2014 GSA Annual Meeting in Vancouver, British Columbia (19–22 October 2014)

Paper No. 144-9
Presentation Time: 3:15 PM

THE EFFECTS OF GEOGRAPHIC BINNING ON PHYLOGENETIC ANCESTRAL RANGE RECONSTRUCTIONS: EXAMPLES FROM THE LATE CRETACEOUS OF NORTH AMERICA


LIVELY, Joshua, Department of Geological Sciences, The University of Texas at Austin, Austin, TX 78712

Ancestral range reconstructions have become an integral part of studying the evolutionary biogeography of various clades. Several methods have been devised to investigate geographic range evolution using parsimony, maximum likelihood, or a combination of both. Those methods use the distributions of terminal taxa to reconstruct ancestral ranges along interior branches of a phylogeny. Those reconstructions are powerful tools for understanding the evolutionary biogeography of a clade and how the resultant patterns may relate to broader dynamics within the earth system. However, the effects of using different resolutions of geographic bins have not been explored. The paleogeographic ranges of fossil taxa may be binned by the basin(s), region, or continent in which they inhabited.
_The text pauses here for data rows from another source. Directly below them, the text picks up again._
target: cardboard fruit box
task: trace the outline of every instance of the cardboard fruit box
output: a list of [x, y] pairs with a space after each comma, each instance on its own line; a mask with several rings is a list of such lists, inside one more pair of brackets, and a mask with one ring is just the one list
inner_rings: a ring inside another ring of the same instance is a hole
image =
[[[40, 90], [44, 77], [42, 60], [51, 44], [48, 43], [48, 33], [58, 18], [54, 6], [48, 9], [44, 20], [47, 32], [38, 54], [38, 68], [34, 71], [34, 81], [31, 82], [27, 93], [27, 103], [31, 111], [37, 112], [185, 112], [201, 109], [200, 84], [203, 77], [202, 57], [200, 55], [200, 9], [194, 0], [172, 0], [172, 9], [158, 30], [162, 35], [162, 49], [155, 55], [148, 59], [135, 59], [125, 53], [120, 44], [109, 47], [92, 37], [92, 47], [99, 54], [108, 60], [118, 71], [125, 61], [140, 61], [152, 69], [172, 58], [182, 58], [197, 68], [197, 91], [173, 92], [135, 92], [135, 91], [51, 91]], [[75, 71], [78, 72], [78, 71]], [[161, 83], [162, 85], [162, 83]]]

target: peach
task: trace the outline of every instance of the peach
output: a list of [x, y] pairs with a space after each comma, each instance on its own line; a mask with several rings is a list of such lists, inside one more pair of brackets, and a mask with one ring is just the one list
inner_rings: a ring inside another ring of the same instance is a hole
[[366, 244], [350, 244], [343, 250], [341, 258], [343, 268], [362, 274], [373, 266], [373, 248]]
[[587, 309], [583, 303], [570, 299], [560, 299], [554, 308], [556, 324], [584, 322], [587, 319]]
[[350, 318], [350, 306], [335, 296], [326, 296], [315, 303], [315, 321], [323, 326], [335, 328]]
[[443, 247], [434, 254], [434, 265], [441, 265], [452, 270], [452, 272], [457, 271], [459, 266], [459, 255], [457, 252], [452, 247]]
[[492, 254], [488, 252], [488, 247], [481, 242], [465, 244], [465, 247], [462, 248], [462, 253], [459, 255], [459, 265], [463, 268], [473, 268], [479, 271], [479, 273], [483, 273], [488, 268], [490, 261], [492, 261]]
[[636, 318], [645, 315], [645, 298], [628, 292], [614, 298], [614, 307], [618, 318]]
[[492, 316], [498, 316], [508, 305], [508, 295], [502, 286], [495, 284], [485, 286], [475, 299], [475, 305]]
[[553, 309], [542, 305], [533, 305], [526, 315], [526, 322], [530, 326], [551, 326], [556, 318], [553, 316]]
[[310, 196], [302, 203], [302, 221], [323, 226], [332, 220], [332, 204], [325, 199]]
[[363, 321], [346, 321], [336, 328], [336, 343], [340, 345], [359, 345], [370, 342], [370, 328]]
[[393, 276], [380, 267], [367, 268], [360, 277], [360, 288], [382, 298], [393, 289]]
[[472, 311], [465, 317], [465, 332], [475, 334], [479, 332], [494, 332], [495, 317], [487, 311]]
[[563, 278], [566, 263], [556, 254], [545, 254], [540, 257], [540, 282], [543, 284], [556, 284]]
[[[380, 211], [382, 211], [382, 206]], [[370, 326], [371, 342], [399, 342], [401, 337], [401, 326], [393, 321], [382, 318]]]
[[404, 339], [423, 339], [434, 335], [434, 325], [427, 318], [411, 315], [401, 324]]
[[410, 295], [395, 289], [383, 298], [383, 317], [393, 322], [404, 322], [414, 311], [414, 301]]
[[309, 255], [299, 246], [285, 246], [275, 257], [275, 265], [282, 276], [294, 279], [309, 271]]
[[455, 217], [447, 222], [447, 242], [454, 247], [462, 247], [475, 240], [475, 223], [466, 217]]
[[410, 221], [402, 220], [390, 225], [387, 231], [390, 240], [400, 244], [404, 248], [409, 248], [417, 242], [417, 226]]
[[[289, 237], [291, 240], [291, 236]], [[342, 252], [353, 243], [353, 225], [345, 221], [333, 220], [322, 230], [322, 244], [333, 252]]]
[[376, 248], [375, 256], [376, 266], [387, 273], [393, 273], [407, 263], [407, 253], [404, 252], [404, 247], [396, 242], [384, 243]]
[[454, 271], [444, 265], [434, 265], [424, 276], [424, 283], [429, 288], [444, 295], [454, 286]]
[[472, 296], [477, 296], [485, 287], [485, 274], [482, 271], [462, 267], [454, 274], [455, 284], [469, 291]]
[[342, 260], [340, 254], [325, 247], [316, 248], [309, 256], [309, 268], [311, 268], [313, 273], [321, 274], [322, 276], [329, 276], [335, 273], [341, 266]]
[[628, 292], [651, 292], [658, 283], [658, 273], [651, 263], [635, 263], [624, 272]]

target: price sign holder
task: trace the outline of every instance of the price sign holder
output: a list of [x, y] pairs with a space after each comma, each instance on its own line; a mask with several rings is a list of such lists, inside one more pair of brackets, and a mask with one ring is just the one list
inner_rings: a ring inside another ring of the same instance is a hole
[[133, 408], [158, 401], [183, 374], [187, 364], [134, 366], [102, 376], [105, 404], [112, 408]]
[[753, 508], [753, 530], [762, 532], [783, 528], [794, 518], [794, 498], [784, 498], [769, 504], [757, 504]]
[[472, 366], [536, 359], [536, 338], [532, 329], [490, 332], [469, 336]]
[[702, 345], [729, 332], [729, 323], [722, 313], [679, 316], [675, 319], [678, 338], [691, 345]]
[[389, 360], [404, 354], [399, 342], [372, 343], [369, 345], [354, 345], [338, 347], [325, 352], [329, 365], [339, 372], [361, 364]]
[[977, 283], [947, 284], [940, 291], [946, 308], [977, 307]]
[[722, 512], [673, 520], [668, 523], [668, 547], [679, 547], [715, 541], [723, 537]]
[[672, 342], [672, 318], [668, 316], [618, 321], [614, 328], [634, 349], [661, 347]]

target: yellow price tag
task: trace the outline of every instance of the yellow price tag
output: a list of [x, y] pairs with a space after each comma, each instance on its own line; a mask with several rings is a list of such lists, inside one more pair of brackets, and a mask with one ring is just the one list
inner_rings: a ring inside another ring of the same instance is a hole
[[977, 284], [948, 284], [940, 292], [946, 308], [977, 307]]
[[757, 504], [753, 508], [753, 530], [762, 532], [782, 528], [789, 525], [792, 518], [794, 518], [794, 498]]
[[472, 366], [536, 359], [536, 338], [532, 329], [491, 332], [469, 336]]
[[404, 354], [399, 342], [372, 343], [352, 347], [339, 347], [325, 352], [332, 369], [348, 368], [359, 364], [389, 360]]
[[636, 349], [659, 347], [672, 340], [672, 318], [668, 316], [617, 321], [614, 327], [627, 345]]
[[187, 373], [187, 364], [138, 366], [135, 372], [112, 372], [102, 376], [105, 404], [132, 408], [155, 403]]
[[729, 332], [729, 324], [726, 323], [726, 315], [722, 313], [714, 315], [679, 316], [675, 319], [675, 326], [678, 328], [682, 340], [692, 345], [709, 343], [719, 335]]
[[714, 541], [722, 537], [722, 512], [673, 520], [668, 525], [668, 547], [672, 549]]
When investigating a clade’s historical biogeography, are the reconstructed patterns different when the taxa are geographically binned at different resolutions? Using dispersal-extinction-cladogenesis analysis, I reconstructed the ancestral ranges of four Late Cretaceous terrestrial vertebrate clades (Baenidae, Tyrannosauroidea, Chasmosaurinae, and Centrosaurinae). Taxa found in Upper Cretaceous basins across western North America (Laramidia) offer an excellent study system because individual depocenters are distinguishable and there is a clear regional break between northern and southern Laramidian basins. I altered the resolution at which terminal taxa of these clades were geographically binned: first by sedimentary basin and then regionally. I found that three of the four phylogenies analyzed produced congruent results when regional and basin-scale areas were specified. The greatest amount of variation between analyses resulted from how the phylogenies were temporally calibrated (i.e. minimized branch lengths vs. averaged branch lengths). These findings indicate a need to vary branch lengths used for maximum likelihood analyses and subsample throughout the stratigraphic ranges of taxa to gain insights into multiple hypotheses of a clade’s geographic range evolution. My analyses also show key similarities and differences in the paleobiogeography of these four clades that may be indicative of physical and/or biological processes impacting vertebrate distributions during the Cretaceous.